Preheat - heat to temperature needed for recipe before baking; takes about 10 minutes.
Processed food - any food that was "processed" such as enrichment, frozen, freeze dried, etc.
Rehydrate - to soak dehydrated (dried) foods in order to restore the water lost during drying.
Roll out - to flatten and spread dough with a rolling pin.
Saute - to cook briefly in a small amount of fat in a skillet until soft and glossy.
Season - add salt, pepper, herbs, spices or other seasonings to a food.
Seasonal fruits and vegetables - fruits and vegetables that are abundant at certain times of the year; generally lower in cost at that time.

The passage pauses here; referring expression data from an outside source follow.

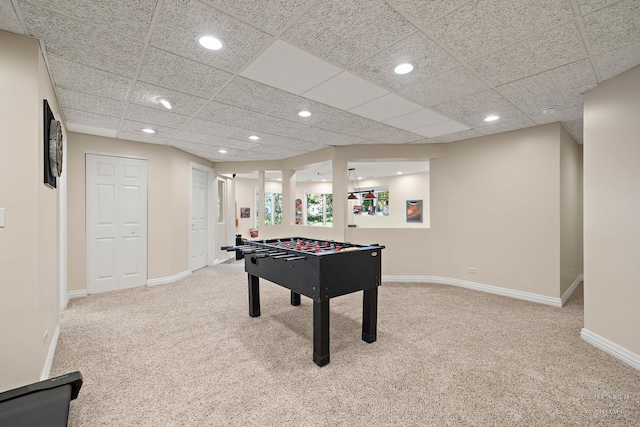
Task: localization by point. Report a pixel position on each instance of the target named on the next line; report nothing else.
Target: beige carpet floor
(188, 354)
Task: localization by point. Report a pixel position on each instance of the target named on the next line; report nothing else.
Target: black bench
(45, 403)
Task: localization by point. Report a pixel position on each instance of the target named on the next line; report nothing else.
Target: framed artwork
(53, 146)
(414, 210)
(298, 211)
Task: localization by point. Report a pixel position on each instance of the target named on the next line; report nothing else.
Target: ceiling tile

Sensory evaluation - evaluating a food by means of a taste panel to rate how a food looks, smells, tastes, and feels in a tester's mouth.
Simmer - cook a liquid just below boiling point so that tiny bubbles form on the bottom or sides of the pan. Usually done after reducing heat from boiling point.
Starter culture - fresh, plain whole milk yogurt containing live, active cultures of bacteria.
Thaw - defrost.
Unit price - the price of a food based on a unit of measure, such as ounces, pounds, quarts, or liters; the product's price divided by its unit of measure.